Source:
https://scmp.com/magazines/post-magazine/article/2111037/china-and-india-love-hate-relationship-throughout-history
Magazines/ Post Magazine

China and India – a love-hate relationship throughout history

In view of the recent Doklam standoff between the two Asian giants, a brief look at how relations went from cool to hot over the centuries

A Chinese soldier and his Indian counterpart erect a barbed wire fence at the Nathula border crossing between India and China, in July 2006. Picture: AFP

The playground is safe again after the two biggest boys in the neighbourhood decided to make up and play nice, at least for the time being.

Sino-India tensions had simmered since the middle of June, when the Chinese started to construct a road in Doklam (Donglang in Chinese), a disputed territory claimed by China and India’s ally Bhutan. Those tensions quickly escalated into a stand-off between Chinese and Indian troops. Thankfully, no shots or missiles were fired, though stones were being thrown at one nail-biting point during the conflict.

A mural found in Dunhuang depicts the Zhang Qian's journey to the west regions. Picture: Alamy
A mural found in Dunhuang depicts the Zhang Qian's journey to the west regions. Picture: Alamy

The two nations fought a war in 1962, also over national boundaries, with China winning and gaining control over several swathes of disputed land.

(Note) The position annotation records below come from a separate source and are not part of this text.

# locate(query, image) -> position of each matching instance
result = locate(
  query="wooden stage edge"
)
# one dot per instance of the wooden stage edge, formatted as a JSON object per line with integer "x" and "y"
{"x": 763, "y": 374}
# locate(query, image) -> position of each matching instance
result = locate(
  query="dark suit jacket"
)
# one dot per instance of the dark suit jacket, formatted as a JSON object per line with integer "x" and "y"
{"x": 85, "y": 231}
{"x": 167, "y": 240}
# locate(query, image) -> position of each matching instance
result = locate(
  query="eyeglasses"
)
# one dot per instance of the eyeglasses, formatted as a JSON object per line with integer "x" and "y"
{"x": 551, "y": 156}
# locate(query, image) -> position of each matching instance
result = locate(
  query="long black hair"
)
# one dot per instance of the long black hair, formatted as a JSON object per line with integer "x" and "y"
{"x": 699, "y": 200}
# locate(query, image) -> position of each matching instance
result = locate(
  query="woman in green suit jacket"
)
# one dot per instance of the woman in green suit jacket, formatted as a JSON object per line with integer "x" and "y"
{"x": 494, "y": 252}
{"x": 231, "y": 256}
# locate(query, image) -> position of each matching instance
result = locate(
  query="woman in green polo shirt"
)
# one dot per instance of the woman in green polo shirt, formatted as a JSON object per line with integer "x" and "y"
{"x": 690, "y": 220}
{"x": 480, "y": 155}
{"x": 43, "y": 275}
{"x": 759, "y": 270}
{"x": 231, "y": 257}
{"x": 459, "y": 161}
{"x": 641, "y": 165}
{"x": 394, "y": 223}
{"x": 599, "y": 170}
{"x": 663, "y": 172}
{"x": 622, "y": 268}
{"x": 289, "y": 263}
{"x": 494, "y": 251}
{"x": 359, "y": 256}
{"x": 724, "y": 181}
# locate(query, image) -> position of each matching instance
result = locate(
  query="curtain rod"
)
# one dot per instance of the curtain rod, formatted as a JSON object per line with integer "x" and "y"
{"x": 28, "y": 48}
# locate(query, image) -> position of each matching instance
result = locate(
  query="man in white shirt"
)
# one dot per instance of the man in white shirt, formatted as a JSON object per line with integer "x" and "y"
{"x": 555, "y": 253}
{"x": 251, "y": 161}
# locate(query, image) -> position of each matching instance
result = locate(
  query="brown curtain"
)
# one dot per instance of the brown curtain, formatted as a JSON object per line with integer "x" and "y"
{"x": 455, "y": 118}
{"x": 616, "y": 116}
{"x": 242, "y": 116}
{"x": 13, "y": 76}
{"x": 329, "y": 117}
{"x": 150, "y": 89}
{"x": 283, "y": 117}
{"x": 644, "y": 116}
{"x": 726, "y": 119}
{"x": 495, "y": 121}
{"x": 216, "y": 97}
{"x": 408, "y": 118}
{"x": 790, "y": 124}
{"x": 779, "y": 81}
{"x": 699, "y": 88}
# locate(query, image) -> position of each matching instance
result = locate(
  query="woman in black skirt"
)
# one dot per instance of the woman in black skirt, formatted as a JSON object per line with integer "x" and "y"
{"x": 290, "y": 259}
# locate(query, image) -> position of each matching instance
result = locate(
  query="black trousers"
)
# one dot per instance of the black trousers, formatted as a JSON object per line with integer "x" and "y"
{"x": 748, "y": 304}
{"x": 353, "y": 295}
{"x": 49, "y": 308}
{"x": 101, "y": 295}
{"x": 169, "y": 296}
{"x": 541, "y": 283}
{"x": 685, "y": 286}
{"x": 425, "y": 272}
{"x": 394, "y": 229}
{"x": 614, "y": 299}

Relations between the two Asian giants were rather distant in ancient times, before modern notions of lines on a map. Buffered by the vastness of Tibet, the Chinese empire and the Indian subcontinent seldom had cause for conflict. There were trade relations, though.

The Tang-era Leshan Giant Buddha, in Chengdu. Picture: Alamy
The Tang-era Leshan Giant Buddha, in Chengdu. Picture: Alamy

When Chinese explorer and diplomat Zhang Qian (164-114BC) was in Daxia, a state in a Central Asia, he saw walking sticks and fabric from the Shu region (present-day Sichuan province). Daxia locals told him that their merchants had bought them in the country of Shendu to the southeast. This was the first mention of India (as Sindhu, the Sanskrit name for the Indus River) in Chinese historical texts.

Culturally, China owes a huge debt to India in the form of Buddhism, which entered China in the first century AD and profoundly transformed Chinese culture in the centuries that followed.